Join the Fool for a talk with Chris Mayer, who is the Paul Milstein Professor of Real Estate at Columbia Business School. Mayer is also a visiting scholar at the Federal Reserve Bank of New York, and the co-director of the Richard Paul Richman Center for Business, Law, and Public Policy. His research has delved into topics such as housing cycles, mortgage markets, debt securitization, and commercial real estate valuation.

In the following video, Mayer explains the profound effect the housing market has on the general economic recovery and takes a look at psychological triggers that may or may not work to get people buying again.

Full transcript below.

David Hanson: The formation is the demand side, and housing starts ...

Chris Mayer: Is the supply side, yes.

Hanson: Which we've been trending below what we're going to need to keep up with the historical rate.

Mayer: Yes. Housing starts, if you look at the numbers -- and this is one of the things that we talked about this morning on our panel -- the Joint Center of Housing at Harvard tracks some of the data on the construction and household formation side.

I think those are concerns at the moment, because ordinarily, coming out of a recession, you would have seen the housing market just completely take off and pull the economy out.

Obviously, this recession looks nothing like what the recovery of a typical recession would be, because housing has been so slow. You can easily account for 1%-2% of GDP slower recovery, just based on housing not having done what it normally does.

I pay attention to that, but to my mind, the big things are looking at when we start forming households. That's going to be when we start demanding more housing. That's when prices start coming up to construction costs.

But where they recover, I think a bad benchmark is where they were in 2005 is where they'd expect -- if you're in San Francisco, I believe they'll be above that. If you're in New York or you're in Boston, history says they're going to exceed that level.

If you're in Las Vegas or Phoenix or Miami, history does not say we're going to exceed those levels any time in the next decade.
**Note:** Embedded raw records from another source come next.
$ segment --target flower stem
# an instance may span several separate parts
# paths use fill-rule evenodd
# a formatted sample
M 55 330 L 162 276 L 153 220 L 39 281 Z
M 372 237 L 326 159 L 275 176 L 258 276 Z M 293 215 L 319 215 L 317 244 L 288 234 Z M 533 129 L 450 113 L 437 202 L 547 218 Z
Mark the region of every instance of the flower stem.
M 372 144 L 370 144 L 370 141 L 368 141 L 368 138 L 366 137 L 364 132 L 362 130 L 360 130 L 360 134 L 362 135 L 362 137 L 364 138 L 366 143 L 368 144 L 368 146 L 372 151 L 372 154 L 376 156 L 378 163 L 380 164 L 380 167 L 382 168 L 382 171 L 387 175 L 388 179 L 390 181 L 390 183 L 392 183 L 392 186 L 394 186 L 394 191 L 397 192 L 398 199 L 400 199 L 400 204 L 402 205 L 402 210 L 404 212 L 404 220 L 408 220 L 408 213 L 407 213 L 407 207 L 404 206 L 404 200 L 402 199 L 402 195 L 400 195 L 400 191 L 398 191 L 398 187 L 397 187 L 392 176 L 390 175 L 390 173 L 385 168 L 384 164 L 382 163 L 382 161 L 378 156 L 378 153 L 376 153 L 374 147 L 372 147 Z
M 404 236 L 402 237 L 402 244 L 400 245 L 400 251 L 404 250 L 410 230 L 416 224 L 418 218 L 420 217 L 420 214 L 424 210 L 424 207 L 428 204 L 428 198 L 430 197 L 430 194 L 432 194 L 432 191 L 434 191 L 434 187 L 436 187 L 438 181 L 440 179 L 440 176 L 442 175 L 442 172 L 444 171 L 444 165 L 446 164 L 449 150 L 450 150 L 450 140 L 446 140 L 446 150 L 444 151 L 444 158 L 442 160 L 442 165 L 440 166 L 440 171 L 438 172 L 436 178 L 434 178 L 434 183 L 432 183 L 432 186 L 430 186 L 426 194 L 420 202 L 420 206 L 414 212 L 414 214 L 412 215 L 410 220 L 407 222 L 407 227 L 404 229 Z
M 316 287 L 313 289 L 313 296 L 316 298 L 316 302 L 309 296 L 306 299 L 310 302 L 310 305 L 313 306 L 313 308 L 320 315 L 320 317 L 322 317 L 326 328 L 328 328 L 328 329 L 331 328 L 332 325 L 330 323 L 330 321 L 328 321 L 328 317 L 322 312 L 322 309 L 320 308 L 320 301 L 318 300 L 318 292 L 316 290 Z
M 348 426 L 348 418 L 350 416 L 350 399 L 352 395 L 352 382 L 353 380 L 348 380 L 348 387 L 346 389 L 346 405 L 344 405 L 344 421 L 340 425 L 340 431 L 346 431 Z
Hanson: You talked about people staying at their parents' house longer, delaying things. One of the things that some people point to is, rising rates will get people off the sidelines and that's going to keep us going. Is there evidence to support that rising rates really do serve as a motivation for people to come into the market?

Mayer: It's certainly ... I wouldn't even call it an urban legend.

Hanson: Just a myth?

Mayer: Real estate brokers and mortgage brokers both say it. There's probably something to that view. I haven't ever seen a study on that.

Obviously it's not ... it can't be a long-run thing, because obviously rising rates make housing less affordable and they're going to push down prices. But in the short run, we all understand people need motivations to do things.

Certainly your listeners understand that on the investment side, that there are triggers that push people into things that aren't necessarily ... you just don't know when the low is going to hit, so the people who are waiting for mortgage rates just to go down a little lower and figured they would never go up again, they went up 100 basis points in a pretty short period of time.